K.D Lang 25 yıldan fazla, önce Amerikan rüyasının, peşi sıra dünya popüler kültür tarihinin açık lezbiyen ikonu oldu. Ama bedene geri dönecek olursak ilham perim ekranda duruyordu. Kırmızı gözlükleri, kadın ve erkek arasındaki bildik sınırları zorlayan giyimi ama ille de bedenini, jestlerini kuruşu onu periden çok bir şeytana çeviriyordu erkekliğin estetik dünyasında. Ama sinirleri ve sınırların aşımı, kendisinden daha çok kadın(sı)lık beklenen ve heteroseksüelliğin dünyasına kodlanan Uma Thurman’dan gelmişti… Lisanı münasiple söylersek o hikayenin femme’ydi. Evlere, yaşamlara, konumlara sıkıştırılamayacak olan kadın bedeni işte orada otostopun başında yollara düşmüştü ve o aktif arzuyla birlikte olan oldu; otostop çeken başparmak uzadı ve uzadı…
 
Bu klibi seyrettiğim o anı asla unutmayacağım; Kadıköy’de 90ların ortasında hippi kültürü, antimilitarizm, barış ve özgür aşk üstüne kurulu bir hayranlık mekânı Woodstock kafede idik. Az önceki baştan çıkarıcı asi sarışın birden bire hayret, öfke ve tiksinmenin mekânı oluverdi bu özgürlükçü beyefendilerin gözünde. Beden sınırlarını aşmıştı. Çağrıştırdığı şey kabullenilemezdi. Bir kadının beden sınırları aşılınca ne oluyordu? Önceleri bunun tek başına bir lezbofobiye işaret ettiğini düşündüm.
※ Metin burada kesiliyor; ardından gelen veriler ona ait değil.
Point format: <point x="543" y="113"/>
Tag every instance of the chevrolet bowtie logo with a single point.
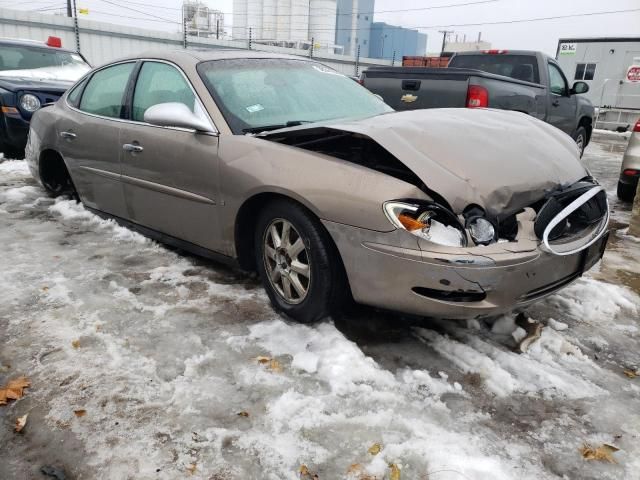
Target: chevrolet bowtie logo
<point x="408" y="98"/>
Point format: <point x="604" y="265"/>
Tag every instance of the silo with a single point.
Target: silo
<point x="283" y="12"/>
<point x="300" y="20"/>
<point x="322" y="22"/>
<point x="254" y="18"/>
<point x="269" y="23"/>
<point x="240" y="31"/>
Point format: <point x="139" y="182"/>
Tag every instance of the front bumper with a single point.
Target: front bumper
<point x="412" y="280"/>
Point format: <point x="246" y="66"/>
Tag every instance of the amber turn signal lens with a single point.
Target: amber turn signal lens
<point x="411" y="223"/>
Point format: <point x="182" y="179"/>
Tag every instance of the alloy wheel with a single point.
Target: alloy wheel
<point x="286" y="261"/>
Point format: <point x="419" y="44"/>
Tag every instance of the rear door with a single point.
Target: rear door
<point x="89" y="134"/>
<point x="170" y="175"/>
<point x="561" y="105"/>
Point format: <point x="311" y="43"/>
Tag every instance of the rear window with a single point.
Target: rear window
<point x="518" y="67"/>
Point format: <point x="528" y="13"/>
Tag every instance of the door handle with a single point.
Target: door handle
<point x="130" y="147"/>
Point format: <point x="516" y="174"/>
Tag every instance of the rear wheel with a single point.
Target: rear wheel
<point x="297" y="262"/>
<point x="626" y="192"/>
<point x="581" y="139"/>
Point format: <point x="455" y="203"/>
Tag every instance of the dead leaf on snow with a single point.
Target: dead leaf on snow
<point x="603" y="453"/>
<point x="305" y="474"/>
<point x="20" y="423"/>
<point x="14" y="390"/>
<point x="375" y="449"/>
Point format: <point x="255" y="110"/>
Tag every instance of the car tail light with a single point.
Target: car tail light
<point x="54" y="42"/>
<point x="477" y="97"/>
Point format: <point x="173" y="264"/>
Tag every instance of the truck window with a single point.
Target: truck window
<point x="518" y="67"/>
<point x="557" y="83"/>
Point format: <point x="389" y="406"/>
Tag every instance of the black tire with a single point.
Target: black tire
<point x="326" y="287"/>
<point x="581" y="139"/>
<point x="626" y="192"/>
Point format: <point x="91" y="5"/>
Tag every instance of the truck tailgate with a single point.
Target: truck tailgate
<point x="403" y="90"/>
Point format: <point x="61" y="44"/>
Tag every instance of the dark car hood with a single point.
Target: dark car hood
<point x="500" y="160"/>
<point x="34" y="84"/>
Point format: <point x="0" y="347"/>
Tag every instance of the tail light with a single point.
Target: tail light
<point x="477" y="97"/>
<point x="54" y="42"/>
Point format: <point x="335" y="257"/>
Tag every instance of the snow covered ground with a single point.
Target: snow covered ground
<point x="159" y="354"/>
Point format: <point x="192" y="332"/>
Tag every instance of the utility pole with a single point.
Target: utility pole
<point x="444" y="33"/>
<point x="76" y="28"/>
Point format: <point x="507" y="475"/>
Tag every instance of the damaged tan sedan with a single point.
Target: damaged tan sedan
<point x="282" y="165"/>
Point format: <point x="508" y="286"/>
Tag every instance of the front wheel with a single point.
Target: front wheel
<point x="297" y="262"/>
<point x="581" y="140"/>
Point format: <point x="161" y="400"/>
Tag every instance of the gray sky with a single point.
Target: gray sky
<point x="539" y="35"/>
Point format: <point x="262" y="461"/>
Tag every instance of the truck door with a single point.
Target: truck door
<point x="561" y="107"/>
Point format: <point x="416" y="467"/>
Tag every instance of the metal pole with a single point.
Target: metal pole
<point x="184" y="32"/>
<point x="75" y="26"/>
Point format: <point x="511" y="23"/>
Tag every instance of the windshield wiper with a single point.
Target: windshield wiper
<point x="266" y="128"/>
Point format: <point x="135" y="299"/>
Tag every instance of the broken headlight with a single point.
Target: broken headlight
<point x="429" y="221"/>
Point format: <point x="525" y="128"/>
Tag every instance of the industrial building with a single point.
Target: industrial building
<point x="287" y="23"/>
<point x="353" y="26"/>
<point x="391" y="42"/>
<point x="611" y="67"/>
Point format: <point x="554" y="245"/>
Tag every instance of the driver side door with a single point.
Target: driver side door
<point x="562" y="105"/>
<point x="169" y="175"/>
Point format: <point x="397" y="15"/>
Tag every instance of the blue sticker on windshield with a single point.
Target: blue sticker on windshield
<point x="254" y="108"/>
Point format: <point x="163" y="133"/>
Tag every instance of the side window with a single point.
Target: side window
<point x="160" y="83"/>
<point x="74" y="96"/>
<point x="104" y="94"/>
<point x="557" y="83"/>
<point x="585" y="71"/>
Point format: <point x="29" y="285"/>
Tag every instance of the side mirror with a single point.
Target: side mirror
<point x="175" y="114"/>
<point x="579" y="87"/>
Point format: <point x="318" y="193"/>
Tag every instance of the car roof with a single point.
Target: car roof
<point x="197" y="55"/>
<point x="32" y="44"/>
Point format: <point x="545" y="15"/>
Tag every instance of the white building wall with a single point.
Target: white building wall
<point x="102" y="42"/>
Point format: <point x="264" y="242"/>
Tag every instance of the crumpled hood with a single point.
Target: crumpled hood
<point x="500" y="160"/>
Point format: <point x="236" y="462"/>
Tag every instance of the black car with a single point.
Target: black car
<point x="32" y="74"/>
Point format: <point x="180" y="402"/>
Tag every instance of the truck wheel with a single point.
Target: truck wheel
<point x="581" y="139"/>
<point x="297" y="262"/>
<point x="626" y="192"/>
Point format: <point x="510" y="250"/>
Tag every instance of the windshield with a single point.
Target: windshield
<point x="256" y="94"/>
<point x="34" y="62"/>
<point x="518" y="67"/>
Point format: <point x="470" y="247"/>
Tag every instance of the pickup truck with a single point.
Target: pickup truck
<point x="524" y="81"/>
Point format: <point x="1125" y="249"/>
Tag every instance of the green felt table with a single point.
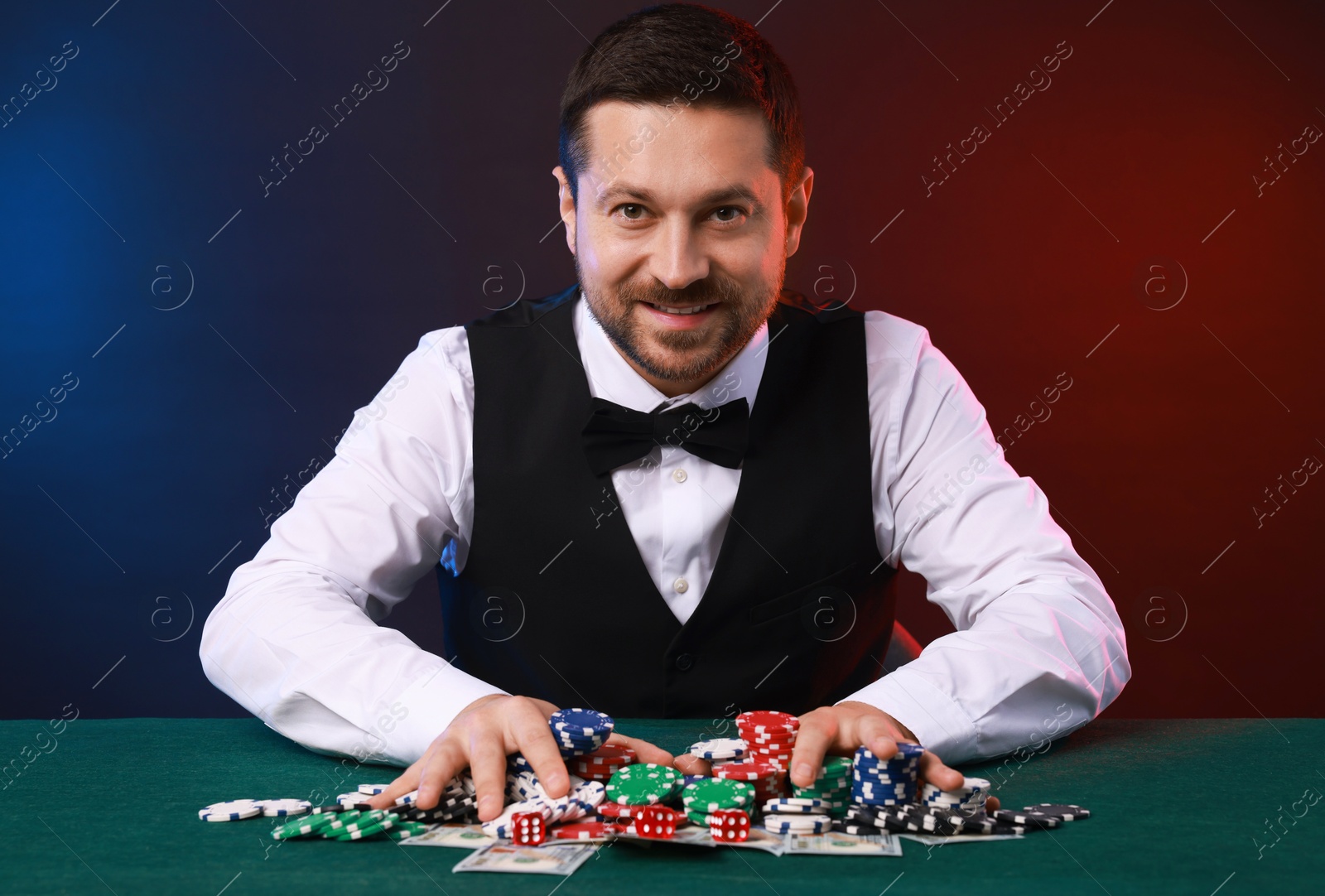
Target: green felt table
<point x="1178" y="807"/>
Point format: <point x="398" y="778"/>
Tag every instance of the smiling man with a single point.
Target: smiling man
<point x="671" y="489"/>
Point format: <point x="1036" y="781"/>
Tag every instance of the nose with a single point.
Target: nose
<point x="679" y="258"/>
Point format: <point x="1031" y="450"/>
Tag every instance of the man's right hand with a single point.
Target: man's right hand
<point x="481" y="737"/>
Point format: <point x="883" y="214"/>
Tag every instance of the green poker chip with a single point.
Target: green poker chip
<point x="643" y="783"/>
<point x="712" y="794"/>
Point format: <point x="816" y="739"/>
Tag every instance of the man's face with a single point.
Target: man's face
<point x="682" y="216"/>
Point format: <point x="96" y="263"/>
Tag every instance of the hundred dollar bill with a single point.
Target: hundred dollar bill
<point x="836" y="843"/>
<point x="556" y="859"/>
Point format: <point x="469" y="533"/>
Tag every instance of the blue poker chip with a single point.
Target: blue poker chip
<point x="797" y="823"/>
<point x="586" y="723"/>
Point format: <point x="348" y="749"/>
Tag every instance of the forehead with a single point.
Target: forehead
<point x="677" y="152"/>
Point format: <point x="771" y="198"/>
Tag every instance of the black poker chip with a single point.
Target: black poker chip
<point x="858" y="830"/>
<point x="1066" y="812"/>
<point x="1029" y="819"/>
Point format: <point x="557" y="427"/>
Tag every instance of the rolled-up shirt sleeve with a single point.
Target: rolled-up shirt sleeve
<point x="1039" y="648"/>
<point x="296" y="639"/>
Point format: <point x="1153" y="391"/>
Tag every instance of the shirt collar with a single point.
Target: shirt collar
<point x="613" y="378"/>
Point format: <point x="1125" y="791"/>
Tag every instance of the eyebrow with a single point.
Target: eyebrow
<point x="722" y="194"/>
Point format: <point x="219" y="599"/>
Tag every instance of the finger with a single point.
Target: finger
<point x="488" y="765"/>
<point x="439" y="766"/>
<point x="644" y="752"/>
<point x="534" y="739"/>
<point x="688" y="764"/>
<point x="406" y="783"/>
<point x="933" y="770"/>
<point x="878" y="735"/>
<point x="818" y="732"/>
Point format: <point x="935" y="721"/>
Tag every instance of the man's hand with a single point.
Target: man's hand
<point x="481" y="737"/>
<point x="848" y="725"/>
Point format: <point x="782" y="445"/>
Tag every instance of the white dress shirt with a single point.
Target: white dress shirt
<point x="1039" y="648"/>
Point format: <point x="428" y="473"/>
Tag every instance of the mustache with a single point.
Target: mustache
<point x="702" y="291"/>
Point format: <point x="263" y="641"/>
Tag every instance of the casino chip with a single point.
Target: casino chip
<point x="722" y="748"/>
<point x="585" y="831"/>
<point x="643" y="783"/>
<point x="717" y="792"/>
<point x="1064" y="812"/>
<point x="1029" y="819"/>
<point x="232" y="810"/>
<point x="797" y="806"/>
<point x="797" y="823"/>
<point x="277" y="807"/>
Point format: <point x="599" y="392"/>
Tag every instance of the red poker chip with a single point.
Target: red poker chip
<point x="610" y="754"/>
<point x="585" y="831"/>
<point x="761" y="720"/>
<point x="748" y="770"/>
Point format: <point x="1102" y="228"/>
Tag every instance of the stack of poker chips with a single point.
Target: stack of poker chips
<point x="966" y="801"/>
<point x="768" y="779"/>
<point x="581" y="802"/>
<point x="603" y="763"/>
<point x="770" y="736"/>
<point x="797" y="816"/>
<point x="350" y="826"/>
<point x="712" y="794"/>
<point x="885" y="783"/>
<point x="580" y="732"/>
<point x="1044" y="816"/>
<point x="643" y="783"/>
<point x="832" y="786"/>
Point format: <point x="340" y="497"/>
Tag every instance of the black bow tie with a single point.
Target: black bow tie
<point x="616" y="435"/>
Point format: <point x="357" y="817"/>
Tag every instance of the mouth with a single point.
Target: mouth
<point x="682" y="311"/>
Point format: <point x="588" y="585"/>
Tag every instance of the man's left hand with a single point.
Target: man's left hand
<point x="848" y="725"/>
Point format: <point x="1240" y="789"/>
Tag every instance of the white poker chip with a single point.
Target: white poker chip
<point x="231" y="810"/>
<point x="797" y="823"/>
<point x="797" y="806"/>
<point x="277" y="807"/>
<point x="722" y="748"/>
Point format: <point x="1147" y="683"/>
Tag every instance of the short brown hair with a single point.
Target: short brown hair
<point x="682" y="53"/>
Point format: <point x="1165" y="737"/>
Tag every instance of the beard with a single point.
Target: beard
<point x="682" y="355"/>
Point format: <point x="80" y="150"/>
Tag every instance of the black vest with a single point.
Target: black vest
<point x="554" y="600"/>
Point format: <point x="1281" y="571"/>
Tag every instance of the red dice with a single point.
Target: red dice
<point x="658" y="822"/>
<point x="729" y="826"/>
<point x="527" y="829"/>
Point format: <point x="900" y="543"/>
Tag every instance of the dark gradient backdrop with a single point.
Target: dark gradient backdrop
<point x="209" y="342"/>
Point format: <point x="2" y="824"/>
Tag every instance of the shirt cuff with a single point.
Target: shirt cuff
<point x="430" y="704"/>
<point x="938" y="721"/>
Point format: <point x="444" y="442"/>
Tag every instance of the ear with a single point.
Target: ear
<point x="798" y="209"/>
<point x="566" y="205"/>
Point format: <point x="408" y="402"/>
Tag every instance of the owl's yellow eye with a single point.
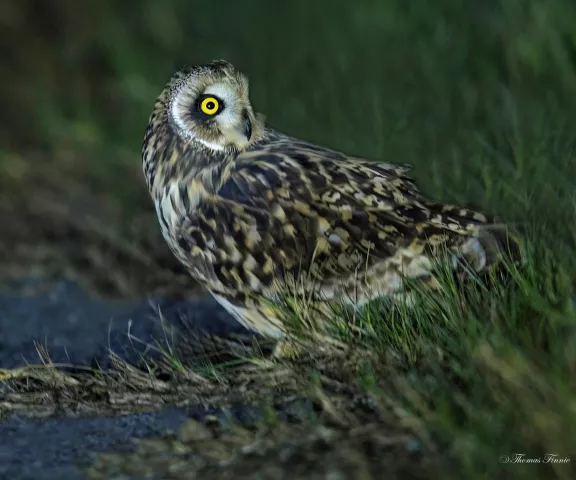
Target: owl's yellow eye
<point x="210" y="105"/>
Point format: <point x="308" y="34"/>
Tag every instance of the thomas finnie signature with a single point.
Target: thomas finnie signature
<point x="523" y="458"/>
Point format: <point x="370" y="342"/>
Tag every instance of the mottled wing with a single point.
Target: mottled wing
<point x="290" y="205"/>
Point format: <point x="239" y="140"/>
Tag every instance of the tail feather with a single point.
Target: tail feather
<point x="492" y="245"/>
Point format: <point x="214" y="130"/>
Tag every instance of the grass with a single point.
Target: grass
<point x="479" y="99"/>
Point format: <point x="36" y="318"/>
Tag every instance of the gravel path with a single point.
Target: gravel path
<point x="78" y="329"/>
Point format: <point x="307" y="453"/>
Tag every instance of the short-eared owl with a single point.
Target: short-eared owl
<point x="247" y="209"/>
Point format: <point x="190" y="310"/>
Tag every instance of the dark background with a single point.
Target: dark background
<point x="478" y="96"/>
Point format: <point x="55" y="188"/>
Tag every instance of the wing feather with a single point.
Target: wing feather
<point x="291" y="205"/>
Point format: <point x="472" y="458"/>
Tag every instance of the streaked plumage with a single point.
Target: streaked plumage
<point x="247" y="209"/>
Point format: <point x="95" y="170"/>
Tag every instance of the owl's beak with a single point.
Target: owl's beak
<point x="247" y="126"/>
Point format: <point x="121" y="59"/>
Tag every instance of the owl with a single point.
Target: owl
<point x="249" y="210"/>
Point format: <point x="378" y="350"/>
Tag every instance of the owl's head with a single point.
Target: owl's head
<point x="209" y="105"/>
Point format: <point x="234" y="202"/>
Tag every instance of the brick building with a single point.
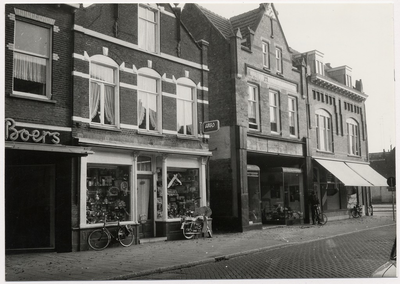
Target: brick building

Kadınların birbirlerine olan arzusu heteroseksüel erkeklerde bir tekinsizlik, rekabet hissi yaratıyordu. Ancak daha sonraları bunun beden sınırlarının aşımına dair yani belki de cinsiyet kimliğine dair eşzamanlı bir kriz de olabileceğini düşündüm. Parmaklar uzamıştı, beden artık akan giden bir şeydi. Ve en özgürlükçüsü için bile olsa birçok erkek için bu kabul edilemezdi. Kadın bedeni sabit bir formdu ve diğer birçok sosyal konuda ondan beklendiği gibi yerli yerinde dursundu.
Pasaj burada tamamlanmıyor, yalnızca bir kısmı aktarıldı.